# mages' blog

## Setting the initial view of a motion chart in R

Following on from my article about accessing and plotting World Bank data with R I want to talk about how to change the initial view of a motion chart.

Over the last couple of weeks I have been asked a view times how to do this. For instance Stephen O'Grady wanted to create a motion chart, which shows initially a line chart, rather than a bubble chart.

Changing the initial settings of a motion chart is actually quite easy, if you know how to. The trick is to use the state argument in the list of options of gvisMotionChart.

As a case study I will use the World Bank data set and try to do some homework given by Duncan Temple Lang in his course on introduction to statistical computing course. Duncan asked his students to query the World Bank data base to create a line chart, which would show the number of internet users per 1000 in Africa over time. Further, he would like to see a legend next to the chart to identify which country is which and tooltips for each curve to identify the country.

A motion chart, displayed as a line chart, would do the trick.

Okay, getting the data is easy, thanks to the WDI package, or via a direct download, and so it is to create a motion chart with bubbles.

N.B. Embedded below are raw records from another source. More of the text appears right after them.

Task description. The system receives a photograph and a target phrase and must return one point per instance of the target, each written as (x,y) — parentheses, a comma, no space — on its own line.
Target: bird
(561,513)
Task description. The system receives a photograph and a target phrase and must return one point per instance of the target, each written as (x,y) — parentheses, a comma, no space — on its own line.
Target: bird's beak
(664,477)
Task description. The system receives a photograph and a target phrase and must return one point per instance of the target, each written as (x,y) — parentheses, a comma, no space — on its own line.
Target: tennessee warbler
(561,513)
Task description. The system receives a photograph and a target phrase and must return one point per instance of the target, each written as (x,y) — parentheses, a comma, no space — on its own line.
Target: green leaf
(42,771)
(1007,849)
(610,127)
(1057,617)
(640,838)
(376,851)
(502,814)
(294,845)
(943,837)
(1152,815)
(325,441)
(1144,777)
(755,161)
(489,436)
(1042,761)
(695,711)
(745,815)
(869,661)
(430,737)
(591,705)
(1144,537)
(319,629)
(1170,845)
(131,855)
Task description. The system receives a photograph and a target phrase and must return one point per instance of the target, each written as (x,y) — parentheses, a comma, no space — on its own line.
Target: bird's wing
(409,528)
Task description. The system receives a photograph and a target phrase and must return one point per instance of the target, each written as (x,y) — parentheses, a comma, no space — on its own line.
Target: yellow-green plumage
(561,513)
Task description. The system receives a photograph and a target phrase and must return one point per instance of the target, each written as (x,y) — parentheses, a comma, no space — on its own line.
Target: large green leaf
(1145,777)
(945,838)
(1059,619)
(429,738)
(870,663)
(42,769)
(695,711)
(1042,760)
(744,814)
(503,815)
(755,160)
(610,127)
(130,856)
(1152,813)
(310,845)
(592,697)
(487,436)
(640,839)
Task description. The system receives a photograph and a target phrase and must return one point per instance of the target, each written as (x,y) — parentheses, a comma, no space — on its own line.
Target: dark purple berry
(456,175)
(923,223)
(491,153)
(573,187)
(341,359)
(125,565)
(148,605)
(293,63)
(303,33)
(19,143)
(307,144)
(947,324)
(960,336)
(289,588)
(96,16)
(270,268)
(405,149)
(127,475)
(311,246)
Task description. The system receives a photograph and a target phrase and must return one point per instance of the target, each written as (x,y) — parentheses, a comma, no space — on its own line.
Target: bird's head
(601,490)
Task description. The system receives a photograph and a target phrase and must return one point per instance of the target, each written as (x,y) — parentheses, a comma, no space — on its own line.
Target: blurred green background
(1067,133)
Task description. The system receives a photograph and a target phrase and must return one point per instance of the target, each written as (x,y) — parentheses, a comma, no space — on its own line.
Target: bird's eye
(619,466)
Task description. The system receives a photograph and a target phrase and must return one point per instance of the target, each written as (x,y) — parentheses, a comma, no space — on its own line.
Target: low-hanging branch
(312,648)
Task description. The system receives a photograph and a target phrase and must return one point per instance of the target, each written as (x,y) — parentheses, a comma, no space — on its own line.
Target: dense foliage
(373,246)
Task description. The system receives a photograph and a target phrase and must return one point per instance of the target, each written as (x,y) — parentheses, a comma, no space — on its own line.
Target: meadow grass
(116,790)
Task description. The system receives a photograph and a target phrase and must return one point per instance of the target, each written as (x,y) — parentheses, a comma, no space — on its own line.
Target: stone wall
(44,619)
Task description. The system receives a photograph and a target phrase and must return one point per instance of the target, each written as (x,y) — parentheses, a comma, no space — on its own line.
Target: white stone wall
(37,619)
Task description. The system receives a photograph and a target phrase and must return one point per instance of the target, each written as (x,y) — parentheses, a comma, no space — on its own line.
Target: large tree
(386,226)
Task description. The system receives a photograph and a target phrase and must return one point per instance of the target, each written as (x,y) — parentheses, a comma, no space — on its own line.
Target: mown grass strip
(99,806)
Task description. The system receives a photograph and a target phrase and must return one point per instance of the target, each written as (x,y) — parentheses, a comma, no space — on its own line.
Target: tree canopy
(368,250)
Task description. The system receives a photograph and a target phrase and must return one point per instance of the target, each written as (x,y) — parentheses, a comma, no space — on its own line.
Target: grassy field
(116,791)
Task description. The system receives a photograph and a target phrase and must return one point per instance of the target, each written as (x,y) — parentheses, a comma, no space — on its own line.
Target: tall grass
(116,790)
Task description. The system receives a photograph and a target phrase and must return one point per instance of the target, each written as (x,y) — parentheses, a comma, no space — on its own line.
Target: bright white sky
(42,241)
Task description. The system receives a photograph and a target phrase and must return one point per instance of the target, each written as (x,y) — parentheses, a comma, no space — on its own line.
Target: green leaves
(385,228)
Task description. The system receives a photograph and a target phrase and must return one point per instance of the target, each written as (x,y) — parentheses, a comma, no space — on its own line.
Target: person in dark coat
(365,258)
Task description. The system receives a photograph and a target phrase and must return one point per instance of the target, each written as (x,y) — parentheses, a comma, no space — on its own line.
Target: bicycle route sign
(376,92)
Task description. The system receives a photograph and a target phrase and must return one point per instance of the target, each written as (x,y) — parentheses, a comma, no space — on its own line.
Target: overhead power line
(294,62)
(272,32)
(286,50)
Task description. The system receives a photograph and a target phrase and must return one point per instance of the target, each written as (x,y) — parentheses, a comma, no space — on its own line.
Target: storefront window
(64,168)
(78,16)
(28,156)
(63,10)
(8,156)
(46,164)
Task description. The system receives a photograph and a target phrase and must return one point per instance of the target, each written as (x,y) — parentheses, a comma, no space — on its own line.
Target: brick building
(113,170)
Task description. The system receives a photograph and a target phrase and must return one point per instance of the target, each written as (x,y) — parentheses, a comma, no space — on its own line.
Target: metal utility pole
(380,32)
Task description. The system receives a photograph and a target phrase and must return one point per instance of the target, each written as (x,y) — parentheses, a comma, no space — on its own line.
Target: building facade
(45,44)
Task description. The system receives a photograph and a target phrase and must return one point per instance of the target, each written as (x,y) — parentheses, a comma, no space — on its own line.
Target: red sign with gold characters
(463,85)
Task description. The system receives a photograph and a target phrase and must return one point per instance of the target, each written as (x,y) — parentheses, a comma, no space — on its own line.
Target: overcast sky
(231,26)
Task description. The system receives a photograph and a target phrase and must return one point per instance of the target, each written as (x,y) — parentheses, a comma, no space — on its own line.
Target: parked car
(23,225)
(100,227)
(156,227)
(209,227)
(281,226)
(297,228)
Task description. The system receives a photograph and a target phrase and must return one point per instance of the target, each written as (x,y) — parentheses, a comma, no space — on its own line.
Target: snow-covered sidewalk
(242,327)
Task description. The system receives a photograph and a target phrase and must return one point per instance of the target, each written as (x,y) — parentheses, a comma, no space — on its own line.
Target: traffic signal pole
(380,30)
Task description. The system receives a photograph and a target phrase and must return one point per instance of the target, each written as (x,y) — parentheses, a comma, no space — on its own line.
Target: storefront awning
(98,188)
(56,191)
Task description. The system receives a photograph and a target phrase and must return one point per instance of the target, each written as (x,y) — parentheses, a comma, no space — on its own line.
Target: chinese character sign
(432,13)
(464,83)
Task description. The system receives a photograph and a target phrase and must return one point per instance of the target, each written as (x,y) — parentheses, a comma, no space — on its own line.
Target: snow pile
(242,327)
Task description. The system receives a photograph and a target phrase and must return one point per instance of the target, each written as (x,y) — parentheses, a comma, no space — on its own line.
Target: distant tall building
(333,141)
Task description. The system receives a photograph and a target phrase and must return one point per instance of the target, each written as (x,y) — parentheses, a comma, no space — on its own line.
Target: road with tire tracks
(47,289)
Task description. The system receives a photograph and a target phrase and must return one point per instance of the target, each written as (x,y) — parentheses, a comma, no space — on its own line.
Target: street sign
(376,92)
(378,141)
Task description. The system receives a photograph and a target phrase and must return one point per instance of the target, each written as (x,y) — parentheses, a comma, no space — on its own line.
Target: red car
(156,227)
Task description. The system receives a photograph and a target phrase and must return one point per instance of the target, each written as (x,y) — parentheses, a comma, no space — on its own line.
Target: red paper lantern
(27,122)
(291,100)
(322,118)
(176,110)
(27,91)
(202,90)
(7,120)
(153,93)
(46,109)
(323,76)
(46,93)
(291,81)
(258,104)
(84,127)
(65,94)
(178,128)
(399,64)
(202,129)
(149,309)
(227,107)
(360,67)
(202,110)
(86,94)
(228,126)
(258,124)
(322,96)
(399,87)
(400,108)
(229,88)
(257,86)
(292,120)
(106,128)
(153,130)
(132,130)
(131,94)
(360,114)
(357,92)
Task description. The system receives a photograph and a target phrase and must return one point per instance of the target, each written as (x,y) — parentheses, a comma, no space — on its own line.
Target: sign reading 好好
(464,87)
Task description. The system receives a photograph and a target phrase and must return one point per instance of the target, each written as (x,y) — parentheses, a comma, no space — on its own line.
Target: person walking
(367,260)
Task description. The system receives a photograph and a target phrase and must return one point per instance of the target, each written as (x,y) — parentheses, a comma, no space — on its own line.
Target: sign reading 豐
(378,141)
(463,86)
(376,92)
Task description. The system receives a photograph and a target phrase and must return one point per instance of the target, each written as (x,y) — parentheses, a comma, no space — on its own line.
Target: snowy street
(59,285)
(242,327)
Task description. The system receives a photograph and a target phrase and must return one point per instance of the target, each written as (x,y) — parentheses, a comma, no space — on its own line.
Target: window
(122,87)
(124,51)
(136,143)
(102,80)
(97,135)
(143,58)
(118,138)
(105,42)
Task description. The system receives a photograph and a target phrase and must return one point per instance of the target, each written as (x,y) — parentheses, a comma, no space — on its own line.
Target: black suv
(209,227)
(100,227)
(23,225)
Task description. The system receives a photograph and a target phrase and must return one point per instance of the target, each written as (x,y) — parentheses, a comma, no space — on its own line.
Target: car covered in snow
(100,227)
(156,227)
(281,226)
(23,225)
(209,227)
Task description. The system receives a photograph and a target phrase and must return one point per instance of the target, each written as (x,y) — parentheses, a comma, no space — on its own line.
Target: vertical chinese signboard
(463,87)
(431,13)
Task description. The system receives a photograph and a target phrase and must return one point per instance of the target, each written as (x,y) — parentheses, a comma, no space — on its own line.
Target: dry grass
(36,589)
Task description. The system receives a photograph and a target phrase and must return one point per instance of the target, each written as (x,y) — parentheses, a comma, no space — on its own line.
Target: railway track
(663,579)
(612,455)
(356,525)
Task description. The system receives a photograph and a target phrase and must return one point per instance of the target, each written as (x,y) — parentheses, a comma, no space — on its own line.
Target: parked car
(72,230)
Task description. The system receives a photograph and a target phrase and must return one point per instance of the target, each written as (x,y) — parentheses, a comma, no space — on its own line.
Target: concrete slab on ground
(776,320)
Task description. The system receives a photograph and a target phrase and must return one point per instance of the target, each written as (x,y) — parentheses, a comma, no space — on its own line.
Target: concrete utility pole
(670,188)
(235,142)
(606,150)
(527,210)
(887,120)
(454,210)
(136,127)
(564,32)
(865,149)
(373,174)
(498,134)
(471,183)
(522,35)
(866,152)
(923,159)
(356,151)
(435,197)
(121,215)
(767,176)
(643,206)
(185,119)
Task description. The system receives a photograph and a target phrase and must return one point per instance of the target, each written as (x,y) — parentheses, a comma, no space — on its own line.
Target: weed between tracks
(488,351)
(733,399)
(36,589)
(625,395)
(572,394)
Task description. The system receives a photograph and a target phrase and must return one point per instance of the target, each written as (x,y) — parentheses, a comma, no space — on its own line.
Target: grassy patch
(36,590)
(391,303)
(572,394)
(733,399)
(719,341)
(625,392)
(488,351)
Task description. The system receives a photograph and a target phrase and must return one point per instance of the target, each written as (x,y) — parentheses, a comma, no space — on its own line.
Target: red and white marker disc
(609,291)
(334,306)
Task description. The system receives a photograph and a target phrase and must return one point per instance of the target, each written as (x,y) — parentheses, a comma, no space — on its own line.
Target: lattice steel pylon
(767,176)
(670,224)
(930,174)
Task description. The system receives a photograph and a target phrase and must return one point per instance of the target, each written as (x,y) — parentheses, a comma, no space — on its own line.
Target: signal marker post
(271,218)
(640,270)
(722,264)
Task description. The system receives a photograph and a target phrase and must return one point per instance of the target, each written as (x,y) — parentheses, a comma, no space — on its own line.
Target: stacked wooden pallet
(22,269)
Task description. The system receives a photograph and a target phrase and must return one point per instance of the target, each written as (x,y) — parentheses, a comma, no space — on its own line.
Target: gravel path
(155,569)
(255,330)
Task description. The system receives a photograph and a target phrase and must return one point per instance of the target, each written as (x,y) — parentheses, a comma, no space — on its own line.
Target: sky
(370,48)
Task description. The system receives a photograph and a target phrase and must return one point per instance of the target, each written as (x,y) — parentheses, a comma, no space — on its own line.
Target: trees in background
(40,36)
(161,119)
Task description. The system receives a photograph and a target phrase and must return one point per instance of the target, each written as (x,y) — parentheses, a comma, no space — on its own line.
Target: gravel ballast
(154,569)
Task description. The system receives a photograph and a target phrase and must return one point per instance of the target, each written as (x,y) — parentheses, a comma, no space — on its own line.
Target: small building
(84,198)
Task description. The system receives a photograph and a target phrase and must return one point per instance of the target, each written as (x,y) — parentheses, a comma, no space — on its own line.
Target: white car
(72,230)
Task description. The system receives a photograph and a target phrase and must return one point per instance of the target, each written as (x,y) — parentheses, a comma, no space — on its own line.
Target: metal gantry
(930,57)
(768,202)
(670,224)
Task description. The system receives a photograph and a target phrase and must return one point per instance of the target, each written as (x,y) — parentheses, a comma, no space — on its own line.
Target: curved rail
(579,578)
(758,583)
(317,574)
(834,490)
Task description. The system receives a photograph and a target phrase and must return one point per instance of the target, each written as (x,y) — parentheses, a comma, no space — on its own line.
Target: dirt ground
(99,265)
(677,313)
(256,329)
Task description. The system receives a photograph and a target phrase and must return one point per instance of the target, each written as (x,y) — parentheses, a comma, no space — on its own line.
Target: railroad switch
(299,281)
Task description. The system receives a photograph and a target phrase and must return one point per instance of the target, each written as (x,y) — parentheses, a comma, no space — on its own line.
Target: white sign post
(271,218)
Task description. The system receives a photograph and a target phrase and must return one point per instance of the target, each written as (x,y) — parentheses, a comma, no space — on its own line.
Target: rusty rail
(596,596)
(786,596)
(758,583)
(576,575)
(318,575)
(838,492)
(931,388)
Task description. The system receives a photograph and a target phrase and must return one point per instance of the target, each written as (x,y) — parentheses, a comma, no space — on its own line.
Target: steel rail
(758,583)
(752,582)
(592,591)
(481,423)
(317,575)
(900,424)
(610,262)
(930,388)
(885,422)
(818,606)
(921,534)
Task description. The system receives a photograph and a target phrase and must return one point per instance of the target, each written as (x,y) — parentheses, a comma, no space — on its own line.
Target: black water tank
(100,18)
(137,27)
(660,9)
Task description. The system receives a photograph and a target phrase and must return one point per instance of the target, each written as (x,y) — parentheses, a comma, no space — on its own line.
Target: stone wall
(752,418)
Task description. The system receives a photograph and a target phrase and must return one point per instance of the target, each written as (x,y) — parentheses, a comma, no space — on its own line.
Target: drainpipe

Interactively I can change the bubble chart into a line chart, I can select some countries and change the y-axis to log-scale. However, when I reload the page I am back to square one: a bubble chart. So the idea is to pass the changed chart settings on to the initial plot. I find those settings, of the current view, as a string in the advanced tab of the settings window. I click on the wrench symbol in the bottom right hand corner of a motion chart to access this window.

 Screen shot the settings window of a motion chart

Next I copy this string and paste it into the state argument of the options list. Note the line break at the beginning and at the end of the state string in the example. Alternatively I can add \n to both side of the state string.

Here is an example, where I pre-selected Sierra Leone and Seychelles (countries with the lowest and highest number of internet users) together with Africa, North Africa and Sub-Saharan Africa (all income levels). You find the R code below to replicate the plot.

What does the data tell you? Play around with the graph, e.g. change it to a column graph, deselect all countries and change the y-axes to linear again, and hit the play button. How could we improve the plot?

## Accessing and plotting World Bank data with R

Over the past couple of days I played around with the data sets of the World Bank, and I have to admit that I am blown away by it. It is amazing, to see what is available on their web site and it is worth visiting their Data Visualisation Tools page. It is fantastic that they provide an API to their data. They have used it to build an iPhone App which is pretty cool. You can have the world's data in your pocket.

In this post I will show you how we can access data from the World Bank in R. As an example we create a motion chart, in the Hans Rosling style, as you find it on the Google Public Data Explorer site, which also uses data from the World Bank. Doing this, should give us the confidence that we understand the World Bank's interface. You can find this example as demo WorldBank as part of the googleVis package from version 0.2.10 onwards.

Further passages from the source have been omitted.